Se giró para mirarle.
—¡Él no ha hecho nada! Usted lo sabe tan bien como yo. Alguien quiere que él cargue con la culpa. Doughty quiere cargarle el secuestro que él organizó, y otra persona quiere que le acusen del asesinato.
—Por Dios, Barbara, ¿quién?
—¡No lo sé! ¿No ve que por esa razón tengo que ir allí? Tal vez Lorenzo Mura. Tal vez Castro, su antiguo amante. O su padre, por decepcionarle. O su hermana, que la ha odiado toda su vida. No lo sé, joder. Pero lo que sí sé es que ninguno de nosotros va a encontrar la verdad por casualidad si nos quedamos sentados en Londres y lo hacemos todo según las putas normas.
Se acercó a la mesa que había al lado del diván. En el único cajón que tenía: allí guardaba el pasaporte. Lo abrió y volcó el contenido sobre la cama. No estaba.
Eso fue la gota que colmó el vaso. Algo que no pudo identificar estalló en su interior y cruzó la habitación para lanzarse contra Lynley.
—¡Démelo! —chilló—. ¡Maldito sea, deme mi pasaporte!
Y entonces, para su total horror, empezó a llorar. Parecía que estaba loca, lo sabía, pero, en su interior, ya no le quedaba nada con lo que le pudiera explicar al que había sido durante tanto tiempo su compañero por qué estaba haciendo lo que estaba haciendo.

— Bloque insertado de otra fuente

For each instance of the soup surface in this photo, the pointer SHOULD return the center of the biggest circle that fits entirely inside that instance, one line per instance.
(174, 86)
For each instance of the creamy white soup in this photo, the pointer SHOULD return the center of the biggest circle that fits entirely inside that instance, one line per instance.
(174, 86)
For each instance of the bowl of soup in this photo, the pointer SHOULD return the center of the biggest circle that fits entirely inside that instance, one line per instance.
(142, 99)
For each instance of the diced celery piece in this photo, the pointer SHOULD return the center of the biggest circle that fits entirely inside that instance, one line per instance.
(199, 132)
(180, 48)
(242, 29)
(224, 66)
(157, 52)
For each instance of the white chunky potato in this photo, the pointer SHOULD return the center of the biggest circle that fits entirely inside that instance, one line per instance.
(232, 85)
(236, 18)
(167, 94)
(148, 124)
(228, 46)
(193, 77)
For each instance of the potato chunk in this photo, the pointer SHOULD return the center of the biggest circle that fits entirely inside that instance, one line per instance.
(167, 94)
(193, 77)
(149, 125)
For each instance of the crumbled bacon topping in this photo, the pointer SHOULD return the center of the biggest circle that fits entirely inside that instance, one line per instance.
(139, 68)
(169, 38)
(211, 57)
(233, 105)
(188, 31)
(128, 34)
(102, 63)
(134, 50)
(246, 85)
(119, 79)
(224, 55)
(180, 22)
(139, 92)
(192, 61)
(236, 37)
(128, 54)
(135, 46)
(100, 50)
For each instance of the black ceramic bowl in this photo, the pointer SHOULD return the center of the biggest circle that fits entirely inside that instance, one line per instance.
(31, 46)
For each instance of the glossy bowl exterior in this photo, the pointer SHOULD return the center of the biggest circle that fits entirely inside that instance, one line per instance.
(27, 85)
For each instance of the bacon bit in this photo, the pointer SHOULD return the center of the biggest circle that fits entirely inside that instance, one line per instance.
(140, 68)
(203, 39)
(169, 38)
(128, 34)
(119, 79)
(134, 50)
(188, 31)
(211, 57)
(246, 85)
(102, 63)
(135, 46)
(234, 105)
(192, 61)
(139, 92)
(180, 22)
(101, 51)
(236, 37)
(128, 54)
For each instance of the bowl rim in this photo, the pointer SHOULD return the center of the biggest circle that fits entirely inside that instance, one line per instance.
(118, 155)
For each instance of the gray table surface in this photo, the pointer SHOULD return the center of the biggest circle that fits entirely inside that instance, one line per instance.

Así pues, como una verdulera cualquiera, se limitó a soltar maldiciones y a darle golpes en el pecho. Él le agarró los brazos y gritó su nombre, pero Barbara se juró que no iba a lograr detenerla. Si tenía que matarlo para poder ir a Italia, lo haría.
—¡A usted le queda vida cuando esto se acabe! ¡Yo no tengo nada! ¿Me entiende? ¿Me va a entender?
—Barbara, por el amor de Dios…
—Lo que usted crea que va a pasar a mí no me importa. ¿Lo comprende? Lo que me importa es ella. No voy a dejar a Hadiyyah en manos de las autoridades italianas si a Azhar le pasa algo. No lo haré, y ahora no hay nada más que me importe.
Entonces dejó de golpearle para seguir sollozando. Él le soltó los brazos. Se quedó mirándola. Barbara se sintió muy humillada. No quería que él, sobre todo él, la viera así. Reducida a la descompuesta sustancia de su vida: la soledad de la que él jamás había sabido nada, la tristeza que casi nunca había visto, un futuro ante ella que solo incluía su trabajo, nada más. En ese momento, le odió por lo que le había hecho. Y su furia dejó pasó a las lágrimas.
Lynley se metió la mano en el bolsillo de la chaqueta y sacó el pasaporte. Se lo dio. Ella se lo arrancó de la mano y cogió la bolsa de viaje.
—Cierre con llave cuando se vaya —fue lo último que le dijo.